PEPPE BARRA IN CONCERTO

In  questo spettacolo emerge la straordinaria abilità di Peppe Barra nel creare un personalissimo tempo artistico in cui presente, passato e futuro si annullano per dare vita ad  uno spettacolo unico e appassionante in cui protagonista è come sempre la versatilità interpretativa di Barra che con l’energia travolgente che lo caratterizza, restituisce allo spettatore un repertorio che parte dalla contaminazione di brani della tradizione di autori come  Leonardo Vinci, Ferdinando Russo, E. A. Mario,  a composizioni più recenti di autori  come Pino Daniele, Bob Marley, Enzo Gragnaniello, fino ad arrivare a composizioni contenute  nel suo ultimo lavoro discografico dal titolo “Cipria e caffè” di autori contemporanei quali Gnut e Toto Toralbo.  I testi costruiscono con la musica, architetture sonore con il blues, il jazz, riuscendo a far convivere suoni antichi e moderni, tammurriate ed arie del Settecento.
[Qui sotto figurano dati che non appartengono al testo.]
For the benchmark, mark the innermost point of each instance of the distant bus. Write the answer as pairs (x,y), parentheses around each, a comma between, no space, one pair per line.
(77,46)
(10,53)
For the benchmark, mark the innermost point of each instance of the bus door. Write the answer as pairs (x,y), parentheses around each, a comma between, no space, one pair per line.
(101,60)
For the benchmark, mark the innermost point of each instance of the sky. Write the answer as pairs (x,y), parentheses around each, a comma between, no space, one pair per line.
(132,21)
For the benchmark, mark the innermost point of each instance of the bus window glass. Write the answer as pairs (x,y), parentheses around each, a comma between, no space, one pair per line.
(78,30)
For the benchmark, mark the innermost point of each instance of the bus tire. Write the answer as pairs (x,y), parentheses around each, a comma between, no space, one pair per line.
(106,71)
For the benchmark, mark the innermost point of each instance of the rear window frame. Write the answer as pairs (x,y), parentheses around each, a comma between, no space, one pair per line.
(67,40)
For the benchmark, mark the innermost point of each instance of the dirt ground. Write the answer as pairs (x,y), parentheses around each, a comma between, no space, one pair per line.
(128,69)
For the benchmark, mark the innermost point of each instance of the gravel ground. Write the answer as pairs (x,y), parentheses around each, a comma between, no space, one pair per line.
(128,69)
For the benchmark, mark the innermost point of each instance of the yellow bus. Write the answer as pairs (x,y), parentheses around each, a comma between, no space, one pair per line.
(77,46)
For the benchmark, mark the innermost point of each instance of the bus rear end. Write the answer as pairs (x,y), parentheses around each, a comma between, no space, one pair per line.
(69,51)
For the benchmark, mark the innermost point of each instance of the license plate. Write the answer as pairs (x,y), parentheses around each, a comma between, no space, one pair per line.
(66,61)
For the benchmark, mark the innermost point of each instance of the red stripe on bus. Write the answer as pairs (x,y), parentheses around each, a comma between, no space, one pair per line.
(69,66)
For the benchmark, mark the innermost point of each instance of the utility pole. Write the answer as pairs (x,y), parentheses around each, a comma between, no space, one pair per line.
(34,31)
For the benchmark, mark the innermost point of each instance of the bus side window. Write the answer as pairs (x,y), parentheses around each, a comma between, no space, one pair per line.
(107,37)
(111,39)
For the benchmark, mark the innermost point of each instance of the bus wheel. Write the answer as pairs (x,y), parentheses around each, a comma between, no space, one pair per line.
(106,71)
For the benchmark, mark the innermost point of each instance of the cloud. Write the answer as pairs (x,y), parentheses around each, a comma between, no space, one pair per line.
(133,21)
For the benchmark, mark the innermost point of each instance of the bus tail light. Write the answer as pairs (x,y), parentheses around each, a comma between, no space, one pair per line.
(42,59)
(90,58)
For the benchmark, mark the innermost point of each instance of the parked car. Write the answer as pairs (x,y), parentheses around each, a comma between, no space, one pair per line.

La forza della parola, gli accenti sospesi del suo dialetto diventano la viva e palpitante materia sonora che caratterizzano questo spettacolo con il sostegno di musicisti straordinari che da lungo tempo sono i suoi compagni di viaggio. Personaggio sempre autentico, nella vita e sulla scena, artista puro, trasmette al suo pubblico un magma incandescente di emozioni dalla risata più sonora alla commozione più autentica.